Voice from Russia interviewt Botschafter Sergei Garmonin
Nach einem ersten persönlichen Treffen im März führt Peter Hänseler mit dem russischen Botschafter Sergei Garmonin ein Interview – die Fragen sind vielfältig und brisant.
Peter Hänseler
Einleitung
Am 22. März 2024 fand in Kloten ein InputEvent in Zürich-Kloten zum Thema «Russland/Schweiz/Neutralität» statt. Dazu eingeladen waren neben dem Diplomaten Jean-Daniel Ruch der russische Botschafter Sergei Garmonin und Peter Hänseler.
Peter Hänseler sprach über Russland, die Hintergründe des Ukrainekonflikts und über BRICS (link); der russische Botschafter zur Schweizer Neutralität (link).
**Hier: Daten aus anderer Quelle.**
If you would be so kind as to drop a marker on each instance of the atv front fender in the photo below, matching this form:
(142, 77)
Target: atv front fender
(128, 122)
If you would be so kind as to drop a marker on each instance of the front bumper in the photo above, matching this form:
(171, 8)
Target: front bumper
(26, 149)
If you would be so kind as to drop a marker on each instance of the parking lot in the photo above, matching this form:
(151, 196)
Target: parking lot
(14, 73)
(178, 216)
Dabei ergab sich die Möglichkeit eines persönlichen Gespräches zwischen Botschafter Garmonin und Peter Hänseler und daraus wiederum die Idee eines Interviews. Wir präsentieren unseren Lesern hier das Ergebnis dieses Austausches zweier Persönlichkeiten, die beide auf ihrem jeweiligen «Posten» das Ihrige dafür tun, einer weiteren Eskalation entgegenzuwirken.
Das Interview wurde vor den Friedensgesprächen am Bürgenstock geführt. Die Analyse von Botschafter Garmonin sind unseres Erachtens eine Punktlandung. Sie bestätigt die Berechenbarkeit und Beständigkeit der russischen Diplomatie.
Somit bedürfen die Aussagen von Botschafter Garmonin auch nach der Grundsatzrede von Präsident Putin zur russischen Aussenpolitik vom 14. Juni 2024 und nach dem Treffen in Bürgenstock keiner Korrektur.
Interview
Frage:
Die Schweizer Neutralität verdankt die Schweiz vor allem Russland, durch den Einfluss von Zar Alexander I., der sich für den Neutralitätsstatus der Schweiz am Wiener Kongress sehr einsetzte.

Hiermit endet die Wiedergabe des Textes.